Radius of disk suspended on its edge

[songoku]

Homework Statement

A disk is suspended by a nail such that the pivot in a vertical plane about a point on the edge of the disk. If the period of oscillation of the disk is 1.25 s, what is the disk's radius?
a. 26 cm
b. 78 cm
c. 51 cm
d. impossible to know without the disk's mass

Relevant Equations

ω = 2π / T

I can calculate the angular speed but I don't know how to calculate the radius. Is there certain formula to calculate it?

Thanks

 

[andrewkirk]

The trick will be to convert this into a problem involving a simple pendulum. Then you can use the formulas for motion of a pendulum.

To do that, first find the moment of inertia (MOI) of the disk around the pivot, which will be a function of the radius R and the density ρ of the disk (kg per sq metre of surface area). To find that, find the MOI of the disk around its centre (Wikipeda has a list of moments of inertia, including that of a disk), then use the Parallel Axis Theorem.

Next, convert it to a problem involving a point mass on the end of a string - the classic simple pendulum problem. To do that, work out the distance L from the pivot that a point mass has to be in order to have the same MOI about the pivot as the disk does. That will give you r in terms of R, as ρ will cancel out.

Then plug the given oscillation period into the standard formula for period of a simple pendulum to calculate L, and calculate R from that.

 

[ehild]

Homework Statement: A disk is suspended by a nail such that the pivot in a vertical plane about a point on the edge of the disk. If the period of oscillation of the disk is 1.25 s, what is the disk's radius?
a. 26 cm
b. 78 cm
c. 51 cm
d. impossible to know without the disk's mass
Homework Equations: ω = 2π / T

I can calculate the angular speed but I don't know how to calculate the radius. Is there certain formula to calculate it?

Thanks

Show how did you calculate the angular speed?
It is a "Physical Pendulum", Browse or read http://hyperphysics.phy-astr.gsu.edu/hbase/pendp.html

 

[songoku]

The trick will be to convert this into a problem involving a simple pendulum. Then you can use the formulas for motion of a pendulum.

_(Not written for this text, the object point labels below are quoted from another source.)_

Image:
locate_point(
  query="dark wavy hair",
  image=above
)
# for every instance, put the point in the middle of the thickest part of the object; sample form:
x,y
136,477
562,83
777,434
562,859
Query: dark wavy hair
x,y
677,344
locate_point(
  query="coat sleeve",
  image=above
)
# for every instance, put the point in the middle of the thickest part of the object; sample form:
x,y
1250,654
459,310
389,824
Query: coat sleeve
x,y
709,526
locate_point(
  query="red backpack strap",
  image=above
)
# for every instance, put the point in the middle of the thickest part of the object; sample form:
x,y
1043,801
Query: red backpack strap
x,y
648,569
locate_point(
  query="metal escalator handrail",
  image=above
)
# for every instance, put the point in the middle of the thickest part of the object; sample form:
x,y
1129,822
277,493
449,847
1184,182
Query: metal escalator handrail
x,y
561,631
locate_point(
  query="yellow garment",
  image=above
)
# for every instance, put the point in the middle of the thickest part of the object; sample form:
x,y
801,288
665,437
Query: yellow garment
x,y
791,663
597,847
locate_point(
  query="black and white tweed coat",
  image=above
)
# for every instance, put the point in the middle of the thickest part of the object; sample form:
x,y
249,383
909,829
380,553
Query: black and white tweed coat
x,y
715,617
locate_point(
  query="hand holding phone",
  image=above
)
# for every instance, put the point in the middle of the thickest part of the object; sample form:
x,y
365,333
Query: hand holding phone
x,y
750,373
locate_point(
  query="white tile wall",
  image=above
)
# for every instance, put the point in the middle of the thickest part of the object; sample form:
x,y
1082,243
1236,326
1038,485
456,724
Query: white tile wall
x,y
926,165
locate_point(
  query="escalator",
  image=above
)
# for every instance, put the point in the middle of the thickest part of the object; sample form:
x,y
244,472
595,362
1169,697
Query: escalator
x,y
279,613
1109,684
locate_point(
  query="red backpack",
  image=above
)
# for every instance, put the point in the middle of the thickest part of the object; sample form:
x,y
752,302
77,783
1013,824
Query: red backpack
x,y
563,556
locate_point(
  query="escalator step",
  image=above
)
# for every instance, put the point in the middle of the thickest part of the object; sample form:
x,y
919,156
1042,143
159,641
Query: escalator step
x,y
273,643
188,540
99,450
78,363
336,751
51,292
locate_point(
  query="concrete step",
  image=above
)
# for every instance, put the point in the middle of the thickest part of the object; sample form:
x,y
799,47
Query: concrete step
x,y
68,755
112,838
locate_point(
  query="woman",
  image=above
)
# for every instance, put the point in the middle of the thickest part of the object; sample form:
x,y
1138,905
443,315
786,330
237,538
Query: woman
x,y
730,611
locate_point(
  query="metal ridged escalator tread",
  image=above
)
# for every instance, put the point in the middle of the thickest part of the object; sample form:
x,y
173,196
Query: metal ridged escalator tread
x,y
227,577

To do that, first find the moment of inertia (MOI) of the disk around the pivot, which will be a function of the radius R and the density ρ of the disk (kg per sq metre of surface area). To find that, find the MOI of the disk around its centre (Wikipeda has a list of moments of inertia, including that of a disk), then use the Parallel Axis Theorem.

Next, convert it to a problem involving a point mass on the end of a string - the classic simple pendulum problem. To do that, work out the distance L from the pivot that a point mass has to be in order to have the same MOI about the pivot as the disk does. That will give you r in terms of R, as ρ will cancel out.

Then plug the given oscillation period into the standard formula for period of a simple pendulum to calculate L, and calculate R from that.

Show how did you calculate the angular speed?
It is a "Physical Pendulum", Browse or read http://hyperphysics.phy-astr.gsu.edu/hbase/pendp.html

I think I get the hint.

Thank you very much andrewkirk and ehild